Quite a bit more, in fact - perhaps 25 percent, she suggests.

Jayne earns $140,000 a year, but out of that comes $40,000 of costs, including hiring rooms with other midwives and paying a receptionist, petrol to get to appointments, and supplies such as gloves.

She works 60 hours a week to earn that money, and takes five to six patients a month; the college recommends midwives taking four.

It is because of women like Jayne that the College of Midwives today filed a High Court action against the Government, arguing midwives are paid less because they are women; it's bringing the case under the Bill of Rights Act.

"We're called out of our beds in the middle of the night, the acuity of the women has increased over the last 20 years ... they have more complicating factors to them and there's a whole lot of extra screening that's been put in that needs to be done.

"The income just hasn't increased, there hasn't been a pay increase for years," Jayne says.

"I think if it was males doing this and males were the majority of the midwives, I don't think they would tolerate the wages, the salaries that we're getting. It's unsustainable and new graduates and student midwives are just not interested in coming out as LMC (lead maternity carer) midwives because of the income.

"The income isn't reflecting the work that's being done."

Jayne has three children herself and says she can only do what she does thanks to a "very flexible husband" - he cooks the meals, runs the house and sorts the kids.

Hospital midwives work set hours and get a 2 to 3 percent pay increase each year; a senior nurse averages of $78,000 a year for 40 hour week, including penal rates, and also gets sick leave and annual leave, Jayne says.

There's no sick or annual leave for independent LMCs, and they don't get paid for the extras which pop up during pregnancy.

"When people are pregnant, if they tell us that the baby's not moving, we have to actually go and assess that.
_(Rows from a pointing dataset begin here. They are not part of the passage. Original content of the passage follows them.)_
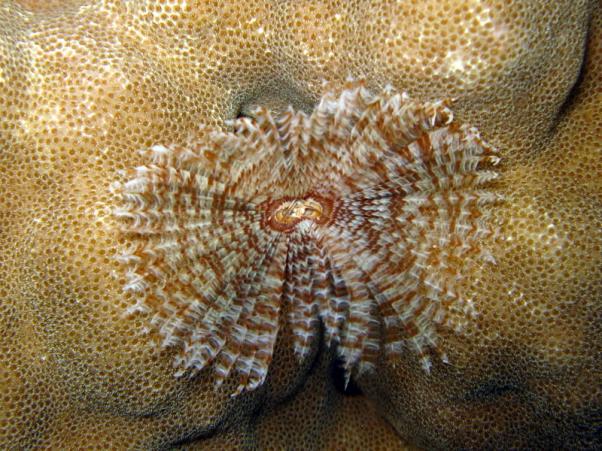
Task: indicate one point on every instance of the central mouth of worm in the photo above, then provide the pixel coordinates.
(284, 214)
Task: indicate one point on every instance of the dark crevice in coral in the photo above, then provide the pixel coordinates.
(337, 374)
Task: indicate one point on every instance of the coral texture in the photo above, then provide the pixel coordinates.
(85, 85)
(371, 204)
That takes a couple of hours of our time," she says.

"The woman who says she's got a sore tummy - we have to go and assess that and make sure everything's okay. The one who says she's got a headache.

"So these are extra over and above the normal assessments that we're doing in pregnancy."

An independent LMC will typically see a women 14 times during her pregnancy for 30 minutes each time. A typical first labour takes 12-18 hours, a second six to eight, and the LMC stays with the woman for two hours after the birth. Then they visit them seven to 12 times in their home.

"So it's big hours and it is demanding," Jayne says.

"Having said that, I really enjoy the job. It's challenging, it makes you think, it's rewarding, it's got its degree of adrenaline in it, where things are going pear-shaped and you need to fix it, and I feel like I'm making a difference in these women and babies' lives.

"But I don't think it's fair that I should do it for the love."